Essentia to take over Duluth Family Practice Center management
The Duluth Family Practice Center, which serves as a training ground for rural doctors but is suffering from declining public support, is under new management.By: John Lundy, Duluth News Tribune
The Duluth Family Practice Center, which serves as a training ground for rural doctors but is suffering from declining public support, is under new management.
On Sunday, Duluth-based Essentia Health took over management of the clinic and its physician training wing, the Family Medicine Residency Program, an Essentia news release said.
Essentia, St. Luke’s hospital and the University of Minnesota Medical School have provided money and support for the clinic for three decades, the news release said. Those relationships will continue.
“When this program needed additional support, we were happy to help,” said Dr. Daniel Nikcevich, president of Essentia’s East Region, in the news release. “It’s important that we work together to sustain and grow this valuable resource.”

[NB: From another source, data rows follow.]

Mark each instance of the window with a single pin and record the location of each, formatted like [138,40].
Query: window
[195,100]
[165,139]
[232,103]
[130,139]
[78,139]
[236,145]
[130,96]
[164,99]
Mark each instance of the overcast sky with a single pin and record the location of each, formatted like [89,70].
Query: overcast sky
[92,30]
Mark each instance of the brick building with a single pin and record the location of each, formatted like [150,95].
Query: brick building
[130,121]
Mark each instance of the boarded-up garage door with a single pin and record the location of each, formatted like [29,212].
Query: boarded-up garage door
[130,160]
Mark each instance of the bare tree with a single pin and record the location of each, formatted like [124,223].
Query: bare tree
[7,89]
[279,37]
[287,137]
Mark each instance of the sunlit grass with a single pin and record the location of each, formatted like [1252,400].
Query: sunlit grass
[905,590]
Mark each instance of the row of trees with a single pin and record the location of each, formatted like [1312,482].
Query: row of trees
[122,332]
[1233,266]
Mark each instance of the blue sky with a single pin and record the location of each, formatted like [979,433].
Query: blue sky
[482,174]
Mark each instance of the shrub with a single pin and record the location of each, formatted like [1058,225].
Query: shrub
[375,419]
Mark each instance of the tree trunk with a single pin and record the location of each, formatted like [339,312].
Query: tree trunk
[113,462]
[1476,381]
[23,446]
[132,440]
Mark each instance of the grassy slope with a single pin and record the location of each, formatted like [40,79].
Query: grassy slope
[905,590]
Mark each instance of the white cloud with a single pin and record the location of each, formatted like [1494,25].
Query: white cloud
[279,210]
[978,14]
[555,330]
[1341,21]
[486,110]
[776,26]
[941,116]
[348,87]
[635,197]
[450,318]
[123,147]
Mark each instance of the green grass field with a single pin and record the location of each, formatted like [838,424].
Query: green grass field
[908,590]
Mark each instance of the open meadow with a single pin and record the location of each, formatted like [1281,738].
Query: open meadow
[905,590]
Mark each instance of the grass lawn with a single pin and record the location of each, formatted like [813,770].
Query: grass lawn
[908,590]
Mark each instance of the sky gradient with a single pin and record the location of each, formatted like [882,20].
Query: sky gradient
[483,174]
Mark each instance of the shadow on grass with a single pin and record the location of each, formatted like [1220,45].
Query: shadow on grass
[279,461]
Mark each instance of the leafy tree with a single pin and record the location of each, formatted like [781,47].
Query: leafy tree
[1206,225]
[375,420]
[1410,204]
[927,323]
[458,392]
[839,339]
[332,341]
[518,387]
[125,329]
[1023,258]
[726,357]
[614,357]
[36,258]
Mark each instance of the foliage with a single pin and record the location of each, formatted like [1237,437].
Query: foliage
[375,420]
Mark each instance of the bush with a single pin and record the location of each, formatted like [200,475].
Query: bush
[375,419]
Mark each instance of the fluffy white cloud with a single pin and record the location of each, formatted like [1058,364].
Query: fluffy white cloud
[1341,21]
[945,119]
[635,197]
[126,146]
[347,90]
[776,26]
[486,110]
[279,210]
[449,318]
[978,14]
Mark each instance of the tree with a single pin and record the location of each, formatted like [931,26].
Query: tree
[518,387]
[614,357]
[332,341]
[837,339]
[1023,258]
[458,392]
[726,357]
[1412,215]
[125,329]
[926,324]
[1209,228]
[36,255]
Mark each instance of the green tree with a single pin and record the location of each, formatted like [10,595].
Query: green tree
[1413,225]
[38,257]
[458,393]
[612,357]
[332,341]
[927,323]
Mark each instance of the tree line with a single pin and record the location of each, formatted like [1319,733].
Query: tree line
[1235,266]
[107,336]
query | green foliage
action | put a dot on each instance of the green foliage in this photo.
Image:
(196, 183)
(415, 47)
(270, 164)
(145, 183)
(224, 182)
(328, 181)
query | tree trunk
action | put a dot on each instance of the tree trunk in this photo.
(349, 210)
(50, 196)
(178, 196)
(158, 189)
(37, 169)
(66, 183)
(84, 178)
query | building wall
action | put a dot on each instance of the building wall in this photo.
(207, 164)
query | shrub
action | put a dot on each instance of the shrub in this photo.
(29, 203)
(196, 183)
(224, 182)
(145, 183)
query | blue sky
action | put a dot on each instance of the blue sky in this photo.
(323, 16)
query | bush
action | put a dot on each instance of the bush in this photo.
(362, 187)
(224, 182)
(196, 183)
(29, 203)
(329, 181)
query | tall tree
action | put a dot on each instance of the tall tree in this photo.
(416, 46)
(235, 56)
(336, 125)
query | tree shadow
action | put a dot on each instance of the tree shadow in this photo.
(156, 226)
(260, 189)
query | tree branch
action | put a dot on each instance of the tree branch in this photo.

The residency typically gets about 65 applicants for the 10 spots that are open each year in the three-year program, program director Dr. Roger Waage said in April. Residents serve in the clinic under the tutelage of Essentia and St. Luke’s physicians. The clinic, at 330 N. Eighth Ave. E., sees about 20,000 patient visits per year.
Formed 35 years ago, the residency fills more physician positions in rural Minnesota than any other residency program, Waage said.

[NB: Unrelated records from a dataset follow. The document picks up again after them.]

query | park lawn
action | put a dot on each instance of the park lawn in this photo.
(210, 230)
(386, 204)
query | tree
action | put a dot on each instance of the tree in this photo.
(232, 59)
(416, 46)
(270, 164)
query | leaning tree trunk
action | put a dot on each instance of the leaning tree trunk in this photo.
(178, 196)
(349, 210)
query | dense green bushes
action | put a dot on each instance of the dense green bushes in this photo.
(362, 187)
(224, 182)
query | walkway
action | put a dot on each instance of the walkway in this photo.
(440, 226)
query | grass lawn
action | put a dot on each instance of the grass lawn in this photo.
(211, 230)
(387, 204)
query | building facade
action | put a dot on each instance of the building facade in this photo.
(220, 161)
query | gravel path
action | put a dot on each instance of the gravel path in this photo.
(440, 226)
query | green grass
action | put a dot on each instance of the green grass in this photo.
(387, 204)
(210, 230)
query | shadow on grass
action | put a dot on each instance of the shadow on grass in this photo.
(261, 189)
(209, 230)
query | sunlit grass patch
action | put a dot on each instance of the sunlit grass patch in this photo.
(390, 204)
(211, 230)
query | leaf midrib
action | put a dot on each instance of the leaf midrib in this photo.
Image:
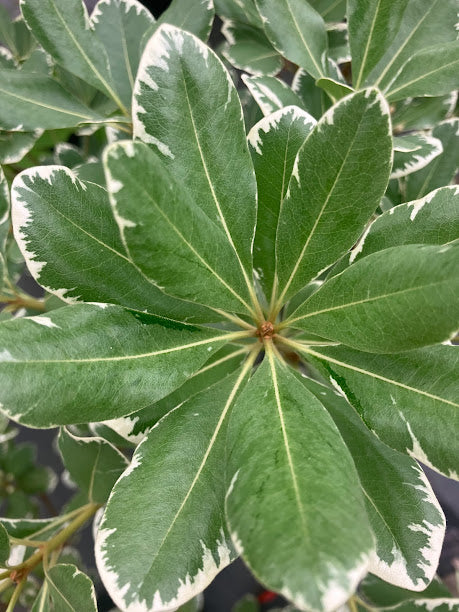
(366, 300)
(377, 376)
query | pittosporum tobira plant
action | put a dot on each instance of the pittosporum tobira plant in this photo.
(240, 306)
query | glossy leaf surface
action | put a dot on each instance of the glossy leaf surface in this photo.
(394, 300)
(282, 469)
(93, 362)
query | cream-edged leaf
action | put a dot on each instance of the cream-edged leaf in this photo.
(83, 258)
(274, 142)
(166, 233)
(342, 184)
(409, 399)
(187, 109)
(405, 516)
(394, 300)
(92, 362)
(180, 464)
(286, 459)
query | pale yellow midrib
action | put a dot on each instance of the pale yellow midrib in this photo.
(423, 76)
(366, 300)
(378, 376)
(48, 106)
(367, 46)
(270, 354)
(214, 196)
(222, 337)
(245, 370)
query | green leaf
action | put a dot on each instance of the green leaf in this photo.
(244, 12)
(431, 72)
(195, 16)
(373, 24)
(66, 33)
(433, 219)
(413, 152)
(25, 527)
(271, 94)
(70, 590)
(381, 593)
(331, 10)
(338, 43)
(342, 184)
(94, 465)
(422, 113)
(314, 99)
(31, 101)
(84, 257)
(274, 142)
(294, 506)
(397, 495)
(137, 425)
(424, 23)
(163, 573)
(249, 603)
(120, 26)
(248, 49)
(4, 211)
(394, 300)
(409, 400)
(15, 35)
(334, 89)
(297, 31)
(6, 59)
(427, 605)
(90, 362)
(203, 144)
(167, 235)
(441, 171)
(4, 545)
(15, 145)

But it has struggled as the federal and state governments reduced support for residency programs and as additional regulations made the program less efficient, Waage said.
In early April, state Sen. Roger Reinert, DFL-Duluth, tried to steer $6.4 million in health-care savings to medical education research costs, a source of state funding for residency programs. It would have provided additional support for similar programs in St. Cloud and Mankato as well as for the Duluth program.
Reinert’s amendment to the Health and Human Services Finance bill was defeated.
Essentia Health isn’t acquiring the clinic but will manage day-to-day operations, the news release said. The Essentia Institute of Rural Health will provide oversight for the education mission in collaboration with the medical school.